Village in South Yorkshire, England

Wheatley Hills is a suburb of Doncaster, South Yorkshire, England. It is situated around 2 mi north-east of the city centre. The Wheatley Hills & Intake ward within the Metropolitan Borough of Doncaster had a population of 17,733 at the 2011 census.

Wheatley means wheat fields in Old English, located at the eastern end of the central ridge that runs through most of the town. The surrounding region was often flooded in the times before the River Don was rerouted and extra drainage channels dug, and lies on the old floodplain of the Don, which peaked at today's Thorne Road. Originally the suburb was part of the Wheatley, but due to the expansion of housing during the post-war era and boundary changes, Wheatley Hills became a separate area in its own right.

==History==
The 1930s saw the first houses built in what would become Wheatley Hills. Originally known as the Hills Lane Estate, it centred on The Grove with the eastern edge being marked by Boundary Avenue. Wheatley Hills reached its present size during the 1950s with the development of the Ennerdale Estate to the south of the original Hills Lane Estate, and the Greenleafe Estate east of Boundary Avenue.

==Sport==

North 1 East Rugby Union team, Wheatley Hills RUFC are named in conjunction with the suburb. They are based at Brunnel Road in the York Road Industrial Estate just outside Doncaster Town Centre. Notably the training ground is not actually in the Wheatley Hills area. The club was originally formed as Wheatley Secondary Modern Old Boys in the 1960s but very soon became an 'open club' still playing its home games at the school and using the nearby Wheatley Hotel as its headquarters. In the 1970s the club moved to the Pilkington Glassworks Recreation Ground and Social Club before acquiring its present site.

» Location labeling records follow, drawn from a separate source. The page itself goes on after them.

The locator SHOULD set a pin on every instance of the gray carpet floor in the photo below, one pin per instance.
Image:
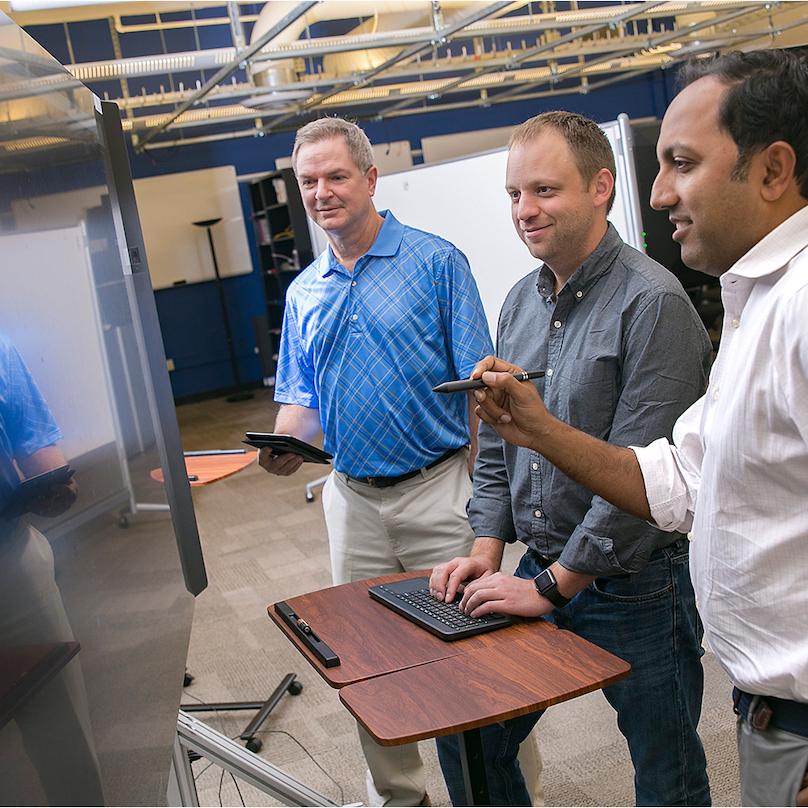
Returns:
(262, 543)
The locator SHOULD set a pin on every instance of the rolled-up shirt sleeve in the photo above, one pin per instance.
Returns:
(672, 472)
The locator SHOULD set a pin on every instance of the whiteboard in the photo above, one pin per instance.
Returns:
(178, 252)
(49, 312)
(465, 202)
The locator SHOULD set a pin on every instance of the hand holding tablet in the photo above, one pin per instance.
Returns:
(287, 444)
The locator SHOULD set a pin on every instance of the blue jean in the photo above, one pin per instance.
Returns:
(651, 622)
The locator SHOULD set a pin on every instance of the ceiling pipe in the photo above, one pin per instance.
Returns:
(653, 42)
(407, 53)
(636, 11)
(228, 70)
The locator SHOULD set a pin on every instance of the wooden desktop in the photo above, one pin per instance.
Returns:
(403, 684)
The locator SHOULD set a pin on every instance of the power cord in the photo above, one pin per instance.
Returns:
(193, 757)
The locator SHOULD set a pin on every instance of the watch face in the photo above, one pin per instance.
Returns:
(544, 581)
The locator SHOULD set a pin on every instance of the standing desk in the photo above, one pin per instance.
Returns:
(403, 684)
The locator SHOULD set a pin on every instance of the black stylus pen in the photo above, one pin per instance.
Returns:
(476, 384)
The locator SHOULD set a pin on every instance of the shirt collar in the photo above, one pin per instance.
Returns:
(596, 265)
(773, 251)
(386, 244)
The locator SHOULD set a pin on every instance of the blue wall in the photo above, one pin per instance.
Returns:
(190, 316)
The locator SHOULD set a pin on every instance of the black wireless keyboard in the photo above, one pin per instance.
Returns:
(411, 599)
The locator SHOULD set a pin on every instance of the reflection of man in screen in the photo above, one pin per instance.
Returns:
(54, 724)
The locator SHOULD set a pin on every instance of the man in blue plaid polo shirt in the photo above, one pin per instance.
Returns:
(370, 327)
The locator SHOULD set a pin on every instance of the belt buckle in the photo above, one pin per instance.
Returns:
(762, 715)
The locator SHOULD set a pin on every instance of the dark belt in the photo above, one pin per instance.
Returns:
(768, 711)
(386, 482)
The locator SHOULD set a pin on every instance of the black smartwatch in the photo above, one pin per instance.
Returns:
(546, 586)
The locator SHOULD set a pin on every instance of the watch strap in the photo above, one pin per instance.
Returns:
(546, 586)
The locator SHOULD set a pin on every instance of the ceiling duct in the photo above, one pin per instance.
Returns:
(396, 16)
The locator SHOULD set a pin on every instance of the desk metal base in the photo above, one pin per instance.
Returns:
(472, 762)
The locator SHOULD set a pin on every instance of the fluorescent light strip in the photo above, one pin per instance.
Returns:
(33, 143)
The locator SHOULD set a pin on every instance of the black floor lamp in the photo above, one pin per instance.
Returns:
(238, 396)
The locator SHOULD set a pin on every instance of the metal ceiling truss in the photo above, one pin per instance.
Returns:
(578, 50)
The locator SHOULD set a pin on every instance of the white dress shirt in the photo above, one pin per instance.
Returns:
(737, 474)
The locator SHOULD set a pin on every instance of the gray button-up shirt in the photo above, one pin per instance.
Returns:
(625, 354)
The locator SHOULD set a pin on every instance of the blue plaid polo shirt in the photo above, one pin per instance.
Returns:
(26, 423)
(367, 347)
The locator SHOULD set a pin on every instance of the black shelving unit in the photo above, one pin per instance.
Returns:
(284, 248)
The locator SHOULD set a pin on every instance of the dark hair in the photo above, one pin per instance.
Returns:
(356, 140)
(766, 101)
(590, 147)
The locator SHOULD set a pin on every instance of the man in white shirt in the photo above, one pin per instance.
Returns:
(733, 154)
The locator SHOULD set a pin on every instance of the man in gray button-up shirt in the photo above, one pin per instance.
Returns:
(625, 354)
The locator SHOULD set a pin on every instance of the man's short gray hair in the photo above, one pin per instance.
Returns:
(356, 140)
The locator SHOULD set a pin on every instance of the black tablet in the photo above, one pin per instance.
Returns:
(286, 444)
(35, 486)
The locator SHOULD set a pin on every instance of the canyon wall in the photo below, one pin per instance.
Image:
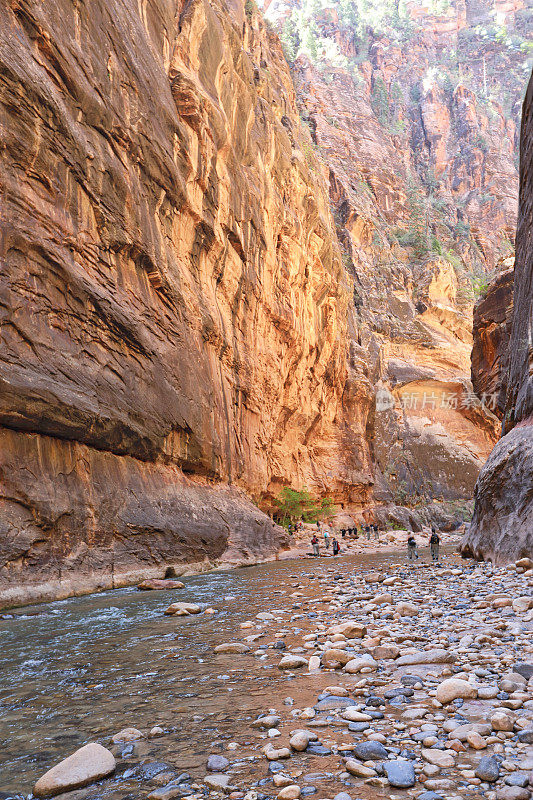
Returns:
(415, 118)
(174, 308)
(221, 276)
(502, 526)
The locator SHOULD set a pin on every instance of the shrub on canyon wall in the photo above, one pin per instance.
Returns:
(294, 506)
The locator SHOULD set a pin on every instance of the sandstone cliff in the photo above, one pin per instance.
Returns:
(502, 526)
(220, 278)
(414, 116)
(174, 309)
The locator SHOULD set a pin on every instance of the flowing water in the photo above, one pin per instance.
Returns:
(79, 670)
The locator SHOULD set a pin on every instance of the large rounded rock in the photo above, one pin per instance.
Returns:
(291, 792)
(400, 774)
(127, 735)
(358, 770)
(357, 664)
(160, 584)
(454, 689)
(335, 657)
(182, 609)
(370, 751)
(439, 758)
(436, 656)
(86, 765)
(293, 662)
(217, 763)
(232, 647)
(488, 769)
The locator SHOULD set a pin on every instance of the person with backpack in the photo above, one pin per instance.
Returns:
(411, 548)
(434, 542)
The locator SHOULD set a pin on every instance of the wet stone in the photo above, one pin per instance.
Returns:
(217, 763)
(400, 774)
(488, 769)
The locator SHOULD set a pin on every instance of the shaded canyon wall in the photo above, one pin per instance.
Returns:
(173, 304)
(502, 527)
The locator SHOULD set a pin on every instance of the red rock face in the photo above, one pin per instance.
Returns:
(181, 329)
(492, 329)
(502, 527)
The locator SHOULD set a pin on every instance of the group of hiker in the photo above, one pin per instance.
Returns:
(368, 529)
(315, 542)
(434, 544)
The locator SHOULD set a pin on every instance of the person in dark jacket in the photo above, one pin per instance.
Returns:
(411, 548)
(434, 543)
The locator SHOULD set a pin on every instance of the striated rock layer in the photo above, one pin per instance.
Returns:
(181, 332)
(492, 330)
(172, 293)
(502, 527)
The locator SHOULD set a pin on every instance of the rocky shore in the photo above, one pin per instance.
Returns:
(413, 681)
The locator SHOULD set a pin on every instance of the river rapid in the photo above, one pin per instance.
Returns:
(81, 669)
(378, 678)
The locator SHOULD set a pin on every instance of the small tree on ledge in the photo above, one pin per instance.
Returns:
(295, 506)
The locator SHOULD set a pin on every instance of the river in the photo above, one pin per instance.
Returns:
(80, 669)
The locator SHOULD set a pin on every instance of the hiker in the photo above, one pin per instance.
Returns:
(411, 548)
(434, 542)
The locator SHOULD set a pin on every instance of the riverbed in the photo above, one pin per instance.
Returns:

Wheatley Hills Tennis Club lies on Greenhouse Road. Established in 1954, the club offers professional coaching to players of all ages. The Wheatley Golf club lies nearby on Armthorpe Road. The course itself ranges in length, alongside Leger Way adjacent to the west of Wheatley Hills.

==Transport==
In 1902, Wheatley Hills was served by the Doncaster Tramway from the town to the terminus on Thorne Road. A trolleybus service in the 1950s became available further into the suburb when the tram service became defunct in the late 1920s to mid-1930s.

Today, Wheatley Hills is well served by public transport links to Doncaster city centre. Leading bus company First South Yorkshire operate Service 65 to Wheatley Hills, running regularly every 30 minutes during peak time journeys, via Intake.

==Places of worship==

- St Aidan's Church of England - located on Central Boulevard.
- Our Lady Of Mount Carmel Catholic Church - located off Armthorpe Road

==Notable people==

- Julia Mallam - former Emmerdale actress, who played Dawn Woods in the popular ITV soap from 2003 to 2006.